Lawrence Country's Club's golf course, one of the oldest in Kansas, will undergo a massive renovation.
The nine-month, $3.2 million project will give the old dowager new fairways and greens, an expanded practice facility, more bunkers and a contemporary drainage system.
"We did a survey of our members," said David Johnson, president of the LCC board of directors, "and we found we rated higher than most country clubs in every area except the golf course, where we rated below."
LCC's links were built as a nine-hole layout in 1914 and expanded to 18 holes after World War II. The course is relatively small -- only 6,500 yards -- and is famed (and sometimes reviled) for its tight fairways and postage-stamp greens.
"We'll be making many changes," said Brad Minnick, course superintendent the last seven years, "but I want to emphasize that the last thing I want is for the course to lose its character."
At the top of Minnick's wish list will be the construction of a 3.75-acre lake that will make irrigating the course faster and cheaper.
"We won't reduce our city water use completely," Minnick said. "But this will enable us to complete the watering when no one is on the course."
Long watering span
During dry spells, Minnick said it took 14 hours to water the entire course using city water, and, he noted, "We don't have that much time when people aren't using the course."

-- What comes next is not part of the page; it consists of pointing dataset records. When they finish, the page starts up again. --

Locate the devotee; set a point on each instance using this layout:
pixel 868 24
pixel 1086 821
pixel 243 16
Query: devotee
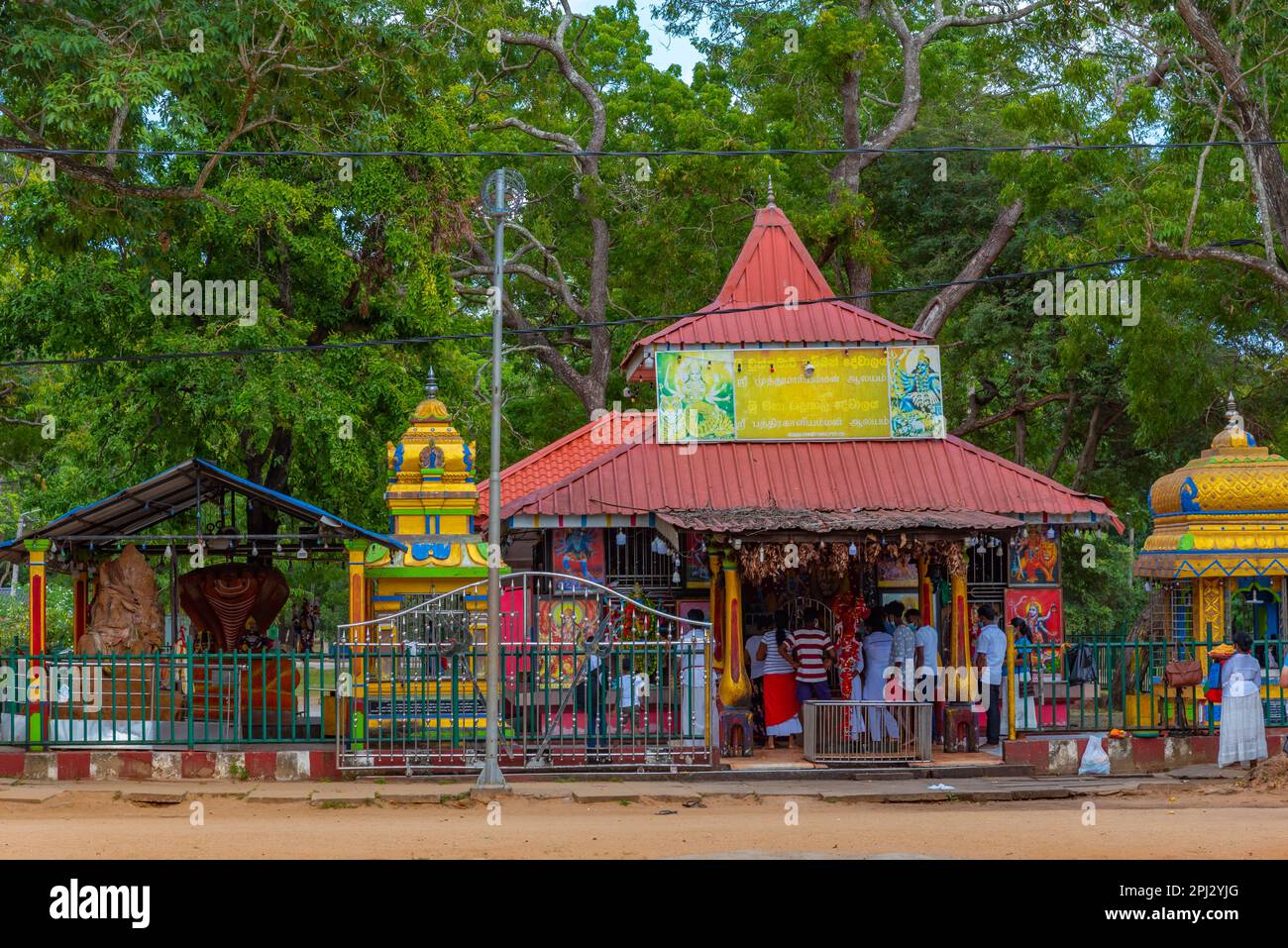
pixel 926 642
pixel 780 686
pixel 1243 725
pixel 903 648
pixel 756 652
pixel 876 662
pixel 990 659
pixel 810 652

To the golfer, the most important change will be to the greens. They still will be small -- mostly in the 5,000-square-foot range compared to the industry-standard 6,500-7,000 square feet -- but the really small ones will be expanded.
Also, the putting surfaces will be seeded with A-4, a bentgrass used at such prestigious Kansas City-area country clubs as Shadow Glen and Hallbrook.
Moreover, the pitch of the greens will be improved.
"The puttability has been suspect," LCC pro Jon Zylstra said. "I've been here 13 or 14 years, and I wish I had recorded every complaint I've had about the greens. I've seen people walk off many times shaking their heads after five-putting."
Zylstra isn't likely to hear many complaints about the refitted greens -- "They're going to love them" -- or the decision to lower par from 72 to 70 even though the length of the course will remain unchanged.
Two par-5s disappear
Architects from CE Golf Design came up with a way to turn the par-5 No. 6 hole into a new, larger practice facility, merge the old practice facility to another par-5 hole and convert that area into a pair of par-4s. So instead of four par-5 holes, the new LCC will have just two -- Nos. 3 and 12.
"All the other holes will change slightly," Minnick said. "For instance, on our signature par-3 No. 7, we'll move the tee box."
Other changes include the removal of some trees and the planting of others, seeding the fairways with G-6 bentgrass to replace the current rye-bentgrass mixture, repositioning cart paths for safety reasons and boosting the number of bunkers from 24 to 38.
In addition, the ancient dark sand in the traps will be replaced with a more contemporary filler that's lighter and has larger granules.
"We spent about three years studying this renovation project," Johnson said, "because we wanted to make sure we dealt with every aspect."
Final plan passed
The final plan went to a vote and passed handily.
"We found our membership wanted renovation," Johnson said, "and were willing to have an increase in dues to pay for it."
One sticking point involved course closure. Some members wanted half the course to remain open while the other nine holes were renovated. But that plan would have increased the cost, so they bit the bullet and will close the entire course from July 5 to May 2, 2006.
The shutdown means Kim Richey, executive director of the Lawrence-based Kansas Golf Assn., will have to find a new home for the KGA Senior Match Play Tournament scheduled that September at LCC.
"I've already put out feelers, and I don't think I'll have any problem," Richey said.
Richey certainly has no problem with LCC's decision to upgrade.
"What you're seeing has been played out many times around the state over the last three or four years," he said. "The game has kind of outgrown many courses. In some cases, LCC has been almost too challenging because the greens lack pitch, and they're small."
Decades ago, many golf courses in central cities were relocated to the suburbs, and the old courses turned into housing developments. Now the trend is toward staying put and undergoing a facelift.
Lake Quivira in Kansas City has had a makeover. So has Hallbrook. And Alvamar Public across town has been closed for the last six months in order to replace the greens.
"I think what LCC is doing is a real testament to the loyalty and vision of their members," Richey said.
LCC currently has about 480 members, and a new golf course seems likely to boost that number.
"Once we reopen," LCC general manager Terry Schmidt said, "I think it will increase our membership."